How To Eliminate Frequent Billing Errors In Anesthesia
If you are a billing company that provides services in anesthesia, you have to cater best in class solutions that improve your clients practice management in best proportions. It is true that the present day demands of a provider are evolving with time and you will need to induce quality methods helping them elevate their billing process.
But how do you offer them the right platform for end to end revenue cycle management? Are you a vendor that will help them gain a competitive advantage? These questions have to be dealt with state of the art methods and avoiding the common errors in anesthesia billing.
• Understanding the immediate requirements of your prospects will be the key! You need to set the right benchmark with elevated processes and technology innovation that will reduce TAT and provide a better roadmap for consistent reimbursements.
As a billing company, it should also be your prerogative to implement compliance and allegiance to HIPAA standards so that the procedures are transparent helping you gain better ROI for your clients.
It will be pertinent to have an intuitive knowledge about the proven errors that any practice and most billing companies make in anesthesia billing.
♦ Time lapse in confirming the patient’s coverage for the procedure: Enabling quality prior authorization that will give a transparent understanding of how the procedure has to be carried forward with respective patients is the key. You will have to ensure that the right checks and balances are ensured and the measures meet the requirements if the insurer in true proportions.
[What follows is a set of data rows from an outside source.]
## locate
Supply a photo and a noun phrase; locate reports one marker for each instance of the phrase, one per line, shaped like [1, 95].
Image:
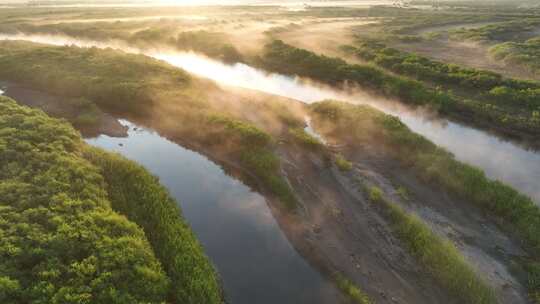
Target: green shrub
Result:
[440, 257]
[434, 165]
[138, 195]
[305, 139]
[342, 163]
[284, 58]
[61, 241]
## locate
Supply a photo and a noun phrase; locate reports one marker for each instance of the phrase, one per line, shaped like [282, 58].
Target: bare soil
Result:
[56, 107]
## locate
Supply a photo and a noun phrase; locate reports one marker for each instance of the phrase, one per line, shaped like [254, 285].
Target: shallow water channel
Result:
[237, 229]
[500, 159]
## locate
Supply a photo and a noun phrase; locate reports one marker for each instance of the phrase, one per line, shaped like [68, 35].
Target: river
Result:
[234, 224]
[500, 159]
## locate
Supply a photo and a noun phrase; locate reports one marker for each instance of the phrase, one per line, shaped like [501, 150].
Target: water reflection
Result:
[502, 160]
[234, 224]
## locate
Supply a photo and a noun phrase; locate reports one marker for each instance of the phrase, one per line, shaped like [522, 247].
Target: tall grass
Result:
[363, 124]
[440, 257]
[352, 291]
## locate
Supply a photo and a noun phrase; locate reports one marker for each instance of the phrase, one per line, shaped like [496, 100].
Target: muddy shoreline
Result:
[337, 230]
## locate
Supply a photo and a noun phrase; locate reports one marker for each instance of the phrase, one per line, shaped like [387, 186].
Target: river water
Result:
[500, 159]
[237, 229]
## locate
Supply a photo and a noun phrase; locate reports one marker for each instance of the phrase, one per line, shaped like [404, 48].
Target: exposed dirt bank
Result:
[58, 107]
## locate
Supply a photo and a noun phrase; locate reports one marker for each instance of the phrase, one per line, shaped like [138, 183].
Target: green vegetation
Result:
[526, 54]
[434, 165]
[61, 241]
[351, 290]
[512, 30]
[305, 139]
[342, 163]
[139, 196]
[137, 85]
[284, 58]
[115, 81]
[488, 89]
[441, 258]
[252, 147]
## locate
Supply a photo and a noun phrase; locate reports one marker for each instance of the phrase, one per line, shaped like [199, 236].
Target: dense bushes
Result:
[252, 147]
[60, 241]
[481, 84]
[138, 195]
[511, 30]
[284, 58]
[361, 124]
[441, 258]
[115, 81]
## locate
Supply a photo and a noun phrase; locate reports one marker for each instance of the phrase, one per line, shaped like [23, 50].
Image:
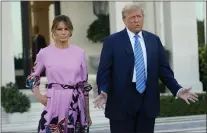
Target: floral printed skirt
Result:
[64, 112]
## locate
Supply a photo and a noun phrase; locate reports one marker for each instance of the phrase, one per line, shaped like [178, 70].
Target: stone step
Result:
[160, 127]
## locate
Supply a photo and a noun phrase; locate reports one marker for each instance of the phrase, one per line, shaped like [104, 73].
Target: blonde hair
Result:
[130, 7]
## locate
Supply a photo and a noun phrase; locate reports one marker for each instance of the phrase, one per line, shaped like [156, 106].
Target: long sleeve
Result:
[84, 73]
[33, 80]
[165, 72]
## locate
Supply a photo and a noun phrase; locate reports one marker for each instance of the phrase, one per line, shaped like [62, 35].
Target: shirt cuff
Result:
[104, 89]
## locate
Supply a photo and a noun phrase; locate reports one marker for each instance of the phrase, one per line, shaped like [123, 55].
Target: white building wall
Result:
[81, 14]
[7, 66]
[181, 39]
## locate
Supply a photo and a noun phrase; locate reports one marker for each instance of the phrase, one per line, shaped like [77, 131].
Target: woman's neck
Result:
[61, 45]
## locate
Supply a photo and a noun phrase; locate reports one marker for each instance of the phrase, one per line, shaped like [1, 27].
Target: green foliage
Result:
[203, 65]
[13, 100]
[99, 29]
[169, 106]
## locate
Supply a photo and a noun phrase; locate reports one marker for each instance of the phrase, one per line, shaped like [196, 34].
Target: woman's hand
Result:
[88, 119]
[42, 99]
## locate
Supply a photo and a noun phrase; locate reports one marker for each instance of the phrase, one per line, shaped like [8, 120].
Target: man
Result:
[131, 63]
[38, 42]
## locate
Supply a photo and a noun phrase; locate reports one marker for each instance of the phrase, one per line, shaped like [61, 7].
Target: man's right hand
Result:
[100, 100]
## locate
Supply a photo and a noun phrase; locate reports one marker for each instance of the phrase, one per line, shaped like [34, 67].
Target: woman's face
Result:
[62, 32]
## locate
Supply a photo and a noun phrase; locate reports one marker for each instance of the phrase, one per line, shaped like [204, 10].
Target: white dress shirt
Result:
[141, 40]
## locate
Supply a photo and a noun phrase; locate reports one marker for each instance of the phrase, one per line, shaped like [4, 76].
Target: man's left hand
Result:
[186, 95]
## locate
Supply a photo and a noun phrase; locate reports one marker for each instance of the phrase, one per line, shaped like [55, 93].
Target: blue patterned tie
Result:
[139, 66]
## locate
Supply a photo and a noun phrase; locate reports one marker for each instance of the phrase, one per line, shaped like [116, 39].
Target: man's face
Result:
[134, 20]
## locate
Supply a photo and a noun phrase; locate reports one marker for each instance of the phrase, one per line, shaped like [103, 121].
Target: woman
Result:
[66, 100]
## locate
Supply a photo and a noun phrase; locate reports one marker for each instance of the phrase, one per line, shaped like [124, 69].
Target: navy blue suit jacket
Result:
[115, 73]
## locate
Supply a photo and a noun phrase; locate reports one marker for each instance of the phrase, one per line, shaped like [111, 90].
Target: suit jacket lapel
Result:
[148, 48]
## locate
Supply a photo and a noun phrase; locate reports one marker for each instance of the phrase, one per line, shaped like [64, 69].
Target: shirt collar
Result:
[131, 34]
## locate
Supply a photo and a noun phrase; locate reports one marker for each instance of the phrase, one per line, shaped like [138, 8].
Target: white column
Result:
[181, 39]
[150, 16]
[8, 74]
[115, 16]
[205, 20]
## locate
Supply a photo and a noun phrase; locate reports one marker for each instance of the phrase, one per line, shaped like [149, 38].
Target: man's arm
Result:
[165, 72]
[105, 67]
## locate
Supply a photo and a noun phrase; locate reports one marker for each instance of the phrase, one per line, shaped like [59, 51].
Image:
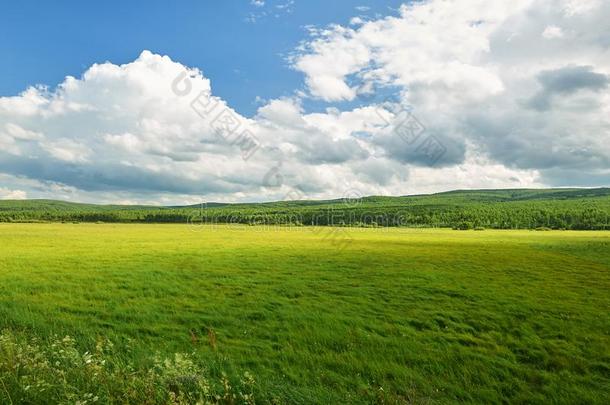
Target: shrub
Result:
[55, 371]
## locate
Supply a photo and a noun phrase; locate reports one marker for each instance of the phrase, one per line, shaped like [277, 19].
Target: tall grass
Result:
[51, 371]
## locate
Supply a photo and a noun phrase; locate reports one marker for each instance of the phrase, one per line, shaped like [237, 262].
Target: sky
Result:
[168, 103]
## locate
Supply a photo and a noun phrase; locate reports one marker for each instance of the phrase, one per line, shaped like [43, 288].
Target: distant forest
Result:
[578, 209]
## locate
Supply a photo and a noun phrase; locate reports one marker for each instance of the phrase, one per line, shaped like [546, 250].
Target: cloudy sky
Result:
[270, 100]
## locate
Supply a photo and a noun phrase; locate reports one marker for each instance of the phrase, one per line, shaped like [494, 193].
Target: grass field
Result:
[323, 315]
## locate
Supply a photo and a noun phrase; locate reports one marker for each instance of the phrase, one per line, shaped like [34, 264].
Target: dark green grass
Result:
[577, 209]
[326, 315]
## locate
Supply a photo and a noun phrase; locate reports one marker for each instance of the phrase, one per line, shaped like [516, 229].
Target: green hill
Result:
[463, 209]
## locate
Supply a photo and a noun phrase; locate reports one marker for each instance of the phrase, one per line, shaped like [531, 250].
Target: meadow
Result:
[302, 314]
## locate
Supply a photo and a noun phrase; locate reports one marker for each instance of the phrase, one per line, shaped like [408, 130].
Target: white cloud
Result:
[504, 107]
[475, 73]
[552, 32]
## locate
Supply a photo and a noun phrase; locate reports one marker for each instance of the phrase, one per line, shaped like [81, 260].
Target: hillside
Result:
[500, 209]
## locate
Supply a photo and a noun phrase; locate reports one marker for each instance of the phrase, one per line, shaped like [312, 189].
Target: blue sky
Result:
[334, 98]
[241, 47]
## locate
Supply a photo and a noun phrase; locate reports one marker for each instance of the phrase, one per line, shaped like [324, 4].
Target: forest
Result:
[575, 209]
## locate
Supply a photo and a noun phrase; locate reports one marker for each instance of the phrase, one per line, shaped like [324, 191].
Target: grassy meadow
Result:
[313, 315]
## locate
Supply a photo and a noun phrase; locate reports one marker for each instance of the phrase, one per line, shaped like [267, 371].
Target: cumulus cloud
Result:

♦ Incorrect recording of time periods: You will need to set the standards with correct coding that gives a clear indication of the start and the stop time in respect to the anesthesia process. It is been an observation that many medical billing companies lack the skill set to induce appropriate measures for the right measurement of the unit in respect to a particular anesthesia procedure.
♦ Lacking the specialization to define the qualifying circumstances: It will imperative for you as a biller to implement the standard procedure method as set by the American Society of Anesthesiologists (ASA). The correct detailing of the age, the condition of emergency, hypothermia as well as hypotension is a must for optimized medical claims.
♦ Correct usage of the modifiers: Elaborating the physical status of the modifiers in accordance with the mandate and the six levels from P1 to P6. All the levels clearly indicate the seriousness and why a particular volume of anesthesia was necessary. Hence, it will ultimately dictate the entire medical process and make the insurance company understand the gravity of a situation.
As a company that is looking to make its presence felt in this immensely competitive market, you billing methods must be upgraded and meet the present day demands of the healthcare industry. Especially in anesthesia billing, you will need to set the standard with excellent medical coding and billing that initiates quality denial management at the onset. Expertise in claims adjudication and how insurance companies react to medical claims in anesthesia is a must if you are to make an impact!